Posted: Mon Oct 16, 2023 20:00 Post subject: [Resolved] Network volatility, network spikes
Hello,
I've faced a number of issues lately with my Netgear R7800 router, now running r53445 (details of setup at bottom).
Some things I think I've figured out, others not. Any feedback is much appreciated.
1) I had a lot of wireless problems with all the clients being dropped at once and not being able to reconnect. It would happen about every 12-24 hours. Restarting hostapd would fix it most of the time, but not always (sometimes it wouldn't restart after being stopped).
Code:
Aug 30 10:39:58 ddwrt_main daemon.info hostapd: wlan0.3: STA 8e:ab:3d:a6:29:28 IEEE 802.11: disassociated due to inactivity
Aug 30 10:39:59 ddwrt_main daemon.info hostapd: wlan0.3: STA 8e:ab:3d:a6:29:28 IEEE 802.11: deauthenticated due to inactivity (timer DEAUTH/REMOVE)

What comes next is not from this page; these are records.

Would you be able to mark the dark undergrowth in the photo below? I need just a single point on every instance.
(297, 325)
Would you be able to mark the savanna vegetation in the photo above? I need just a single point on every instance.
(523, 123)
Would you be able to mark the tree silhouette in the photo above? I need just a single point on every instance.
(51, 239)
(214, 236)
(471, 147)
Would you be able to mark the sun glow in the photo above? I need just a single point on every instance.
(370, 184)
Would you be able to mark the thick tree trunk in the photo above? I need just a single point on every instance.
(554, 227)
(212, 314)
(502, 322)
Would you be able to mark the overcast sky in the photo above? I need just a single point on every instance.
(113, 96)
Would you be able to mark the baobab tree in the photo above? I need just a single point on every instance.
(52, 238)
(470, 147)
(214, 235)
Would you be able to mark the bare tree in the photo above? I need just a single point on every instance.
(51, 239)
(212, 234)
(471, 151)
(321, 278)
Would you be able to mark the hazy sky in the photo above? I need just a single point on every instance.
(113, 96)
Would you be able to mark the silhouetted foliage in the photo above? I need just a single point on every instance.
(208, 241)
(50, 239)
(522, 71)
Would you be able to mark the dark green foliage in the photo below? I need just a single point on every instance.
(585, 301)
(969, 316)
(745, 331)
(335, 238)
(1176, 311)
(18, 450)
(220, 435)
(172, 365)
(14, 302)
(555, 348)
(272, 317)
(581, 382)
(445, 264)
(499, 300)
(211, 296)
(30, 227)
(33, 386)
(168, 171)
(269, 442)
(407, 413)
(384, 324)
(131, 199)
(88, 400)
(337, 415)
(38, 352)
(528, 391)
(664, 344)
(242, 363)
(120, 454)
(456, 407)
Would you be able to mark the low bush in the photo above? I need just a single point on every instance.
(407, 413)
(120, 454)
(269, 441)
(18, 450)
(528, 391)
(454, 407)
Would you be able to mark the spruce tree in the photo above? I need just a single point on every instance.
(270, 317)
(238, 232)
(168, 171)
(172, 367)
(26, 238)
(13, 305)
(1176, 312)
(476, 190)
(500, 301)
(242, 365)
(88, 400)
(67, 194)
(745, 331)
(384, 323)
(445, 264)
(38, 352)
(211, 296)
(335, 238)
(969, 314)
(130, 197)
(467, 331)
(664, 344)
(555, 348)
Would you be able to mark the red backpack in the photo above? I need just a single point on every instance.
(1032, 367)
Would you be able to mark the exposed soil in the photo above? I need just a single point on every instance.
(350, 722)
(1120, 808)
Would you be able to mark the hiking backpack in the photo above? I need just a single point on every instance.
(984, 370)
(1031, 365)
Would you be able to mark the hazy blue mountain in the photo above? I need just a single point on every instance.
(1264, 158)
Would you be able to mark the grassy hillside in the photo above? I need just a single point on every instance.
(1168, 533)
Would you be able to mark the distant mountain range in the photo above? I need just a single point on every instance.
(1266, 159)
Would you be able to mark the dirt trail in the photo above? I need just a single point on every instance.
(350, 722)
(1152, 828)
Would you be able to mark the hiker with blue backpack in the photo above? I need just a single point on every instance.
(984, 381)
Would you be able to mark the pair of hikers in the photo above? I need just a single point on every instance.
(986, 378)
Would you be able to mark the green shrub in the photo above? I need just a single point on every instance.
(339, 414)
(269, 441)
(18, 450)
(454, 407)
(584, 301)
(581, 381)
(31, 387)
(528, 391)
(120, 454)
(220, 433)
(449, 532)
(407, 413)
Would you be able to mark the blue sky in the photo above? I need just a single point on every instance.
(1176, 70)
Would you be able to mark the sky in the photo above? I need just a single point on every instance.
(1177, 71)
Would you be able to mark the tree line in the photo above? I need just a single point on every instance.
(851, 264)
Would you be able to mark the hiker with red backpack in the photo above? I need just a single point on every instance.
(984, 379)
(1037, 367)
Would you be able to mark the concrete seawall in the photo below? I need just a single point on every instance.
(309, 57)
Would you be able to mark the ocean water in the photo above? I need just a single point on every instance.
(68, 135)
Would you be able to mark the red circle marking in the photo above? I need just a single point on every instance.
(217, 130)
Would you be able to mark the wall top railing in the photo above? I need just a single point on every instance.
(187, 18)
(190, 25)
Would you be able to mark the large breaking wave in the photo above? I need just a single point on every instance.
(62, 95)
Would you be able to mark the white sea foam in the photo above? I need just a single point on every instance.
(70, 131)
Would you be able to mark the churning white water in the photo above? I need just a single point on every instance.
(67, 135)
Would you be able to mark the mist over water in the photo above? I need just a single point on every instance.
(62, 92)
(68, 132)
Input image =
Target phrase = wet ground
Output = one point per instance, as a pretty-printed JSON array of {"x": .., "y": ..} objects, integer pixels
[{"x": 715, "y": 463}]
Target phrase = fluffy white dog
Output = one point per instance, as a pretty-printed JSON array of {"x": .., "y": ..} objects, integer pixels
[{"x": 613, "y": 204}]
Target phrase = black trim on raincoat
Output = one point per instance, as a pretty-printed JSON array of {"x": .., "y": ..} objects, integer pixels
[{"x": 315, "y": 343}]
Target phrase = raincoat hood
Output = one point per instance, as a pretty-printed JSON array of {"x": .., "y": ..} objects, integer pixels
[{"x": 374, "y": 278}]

Aug 30 10:40:21 ddwrt_main daemon.info hostapd: wlan0.2: STA 14:59:c0:d5:dc:33 IEEE 802.11: disassociated due to inactivity
Aug 30 10:40:22 ddwrt_main daemon.info hostapd: wlan0.2: STA 14:59:c0:d5:dc:33 IEEE 802.11: deauthenticated due to inactivity (timer DEAUTH/REMOVE)
Aug 30 10:40:31 ddwrt_main daemon.info hostapd: wlan0.3: STA b0:72:bf:ea:7d:89 IEEE 802.11: disassociated due to inactivity
Aug 30 10:40:32 ddwrt_main daemon.info hostapd: wlan0.3: STA b0:72:bf:ea:7d:89 IEEE 802.11: deauthenticated due to inactivity (timer DEAUTH/REMOVE)
Aug 30 10:40:34 ddwrt_main daemon.info hostapd: wlan1.2: STA 14:59:c0:d5:dc:33 IEEE 802.11: deauthenticated due to inactivity (timer DEAUTH/REMOVE)
Aug 30 10:40:35 ddwrt_main daemon.info hostapd: wlan0.3: STA 74:e2:0c:46:fe:91 IEEE 802.11: disassociated due to inactivity
Aug 30 10:40:36 ddwrt_main daemon.info hostapd: wlan0.3: STA 74:e2:0c:46:fe:91 IEEE 802.11: deauthenticated due to inactivity (timer DEAUTH/REMOVE)
Aug 30 10:40:44 ddwrt_main daemon.info hostapd: wlan0.1: STA 4a:ff:7b:6a:24:e1 IEEE 802.11: disassociated due to inactivity
Aug 30 10:40:45 ddwrt_main daemon.info hostapd: wlan0.1: STA 4a:ff:7b:6a:24:e1 IEEE 802.11: deauthenticated due to inactivity (timer DEAUTH/REMOVE)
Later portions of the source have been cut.